大人になってもできるニキビ…原因と種類を知って正しくケアしよう!

はじめに

いつの間にかポチっとできて、鏡を見るたび憂鬱な気分にさせるニキビ。
思春期ならではの悩みと思われがちですが、大人だからこそできてしまう理由もあるのです。大人ニキビの原因や正しいケアを知って、ニキビになりにくい肌をめざしましょう!

大人ニキビができる原因

大人ニキビと思春期ニキビの違い

思春期にできるニキビは、成長期に伴う皮脂の過剰分泌が原因です。主に額や鼻などのTゾーンにでき、顔全体にもポツポツと発生。20代前後になるとホルモンバランスが安定し、思春期ニキビは自然と治ってきます。
20代以降にできるニキビは、この思春期ニキビとは区別されて「大人ニキビ」と呼ばれます。大人ニキビの原因はさまざまあり、原因がいくつか重なることで治りにくく、かつ何度も繰り返すしつこいニキビになってしまうのです。主にフェイスラインやあご、口のまわりなど、顔の下の部分にできやすい傾向にあります。

大人ニキビの主な原因

ニキビは「皮脂の過剰分泌」と「毛穴の詰まり」がきっかけとなって発生します。ニキビを悪化させる「アクネ菌」は皮脂の過剰分泌によって詰まった毛穴の中で増殖するので、皮脂の過剰分泌と毛穴の詰まりを防ぐことが大切です。

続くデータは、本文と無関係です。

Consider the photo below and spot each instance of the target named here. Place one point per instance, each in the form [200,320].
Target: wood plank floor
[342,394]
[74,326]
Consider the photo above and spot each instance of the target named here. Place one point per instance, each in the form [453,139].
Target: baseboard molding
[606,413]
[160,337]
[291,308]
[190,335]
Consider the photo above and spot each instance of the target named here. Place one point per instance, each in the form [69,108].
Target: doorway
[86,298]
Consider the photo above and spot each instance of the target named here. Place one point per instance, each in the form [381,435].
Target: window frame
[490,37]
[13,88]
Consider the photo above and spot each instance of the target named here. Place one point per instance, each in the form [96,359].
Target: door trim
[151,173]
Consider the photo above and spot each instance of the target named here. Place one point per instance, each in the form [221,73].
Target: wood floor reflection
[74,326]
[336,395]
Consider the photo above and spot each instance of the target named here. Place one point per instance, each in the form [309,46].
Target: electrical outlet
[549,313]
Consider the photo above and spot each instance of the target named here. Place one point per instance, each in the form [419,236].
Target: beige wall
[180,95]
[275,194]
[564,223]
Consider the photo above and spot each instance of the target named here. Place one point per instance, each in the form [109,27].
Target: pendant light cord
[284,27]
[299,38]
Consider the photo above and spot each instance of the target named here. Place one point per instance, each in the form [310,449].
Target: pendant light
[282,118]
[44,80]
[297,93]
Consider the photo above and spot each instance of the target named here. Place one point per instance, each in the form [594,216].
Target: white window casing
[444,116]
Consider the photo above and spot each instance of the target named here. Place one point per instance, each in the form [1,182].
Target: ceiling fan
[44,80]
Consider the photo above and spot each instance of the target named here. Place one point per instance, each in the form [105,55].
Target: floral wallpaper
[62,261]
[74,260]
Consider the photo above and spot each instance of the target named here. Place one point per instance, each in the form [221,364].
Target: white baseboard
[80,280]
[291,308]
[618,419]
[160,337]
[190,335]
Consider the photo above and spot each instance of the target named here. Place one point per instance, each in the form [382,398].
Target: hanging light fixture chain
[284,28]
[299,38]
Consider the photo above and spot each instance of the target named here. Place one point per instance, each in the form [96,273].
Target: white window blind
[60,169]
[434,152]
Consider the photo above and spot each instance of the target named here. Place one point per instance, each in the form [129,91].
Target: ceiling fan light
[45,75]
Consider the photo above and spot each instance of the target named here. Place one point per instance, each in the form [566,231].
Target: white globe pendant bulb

では、大人ニキビの場合の皮脂の過剰分泌と毛穴の詰まりを発生させる主な原因はなんでしょうか。それは、睡眠不足や食生活の乱れといった不規則な生活をはじめ、過労、ストレス、肌の乾燥、ホルモンバランスの乱れ、間違ったスキンケアなどが挙げられます。それらは、肌のターンオーバーの乱れも引き起こします。ターンオーバーは、肌表面の古い角層をはがれ落として新しい肌へと生まれ変わらせる大事な働きです。ターンオーバーが乱れると古い角質が残って毛穴が詰まり、ニキビができやすくなります。さらに年齢を重ねるとターンオーバーのサイクルが遅くなるため、大人ニキビは治りにくく、痕が残りやすいのです。

男女で違うニキビができる原因

ニキビができる主な原因は女性と男性で変わりませんが、男性は思春期を過ぎても男性ホルモンの影響で皮脂の分泌が多い傾向にあり、毛穴の詰まりから大人ニキビが発生しやすい肌の状態になっています。洗顔後に何もつけないという男性も多く、洗顔後、乾燥した肌は潤いを守るためにより皮脂を分泌してしまうことも。また、ひげ剃りの刺激がニキビの原因になっているケースもあります。ひげのお手入れには清潔な道具を使い、シェービング後には保湿ケアを行うことで、肌の刺激を和らげられます。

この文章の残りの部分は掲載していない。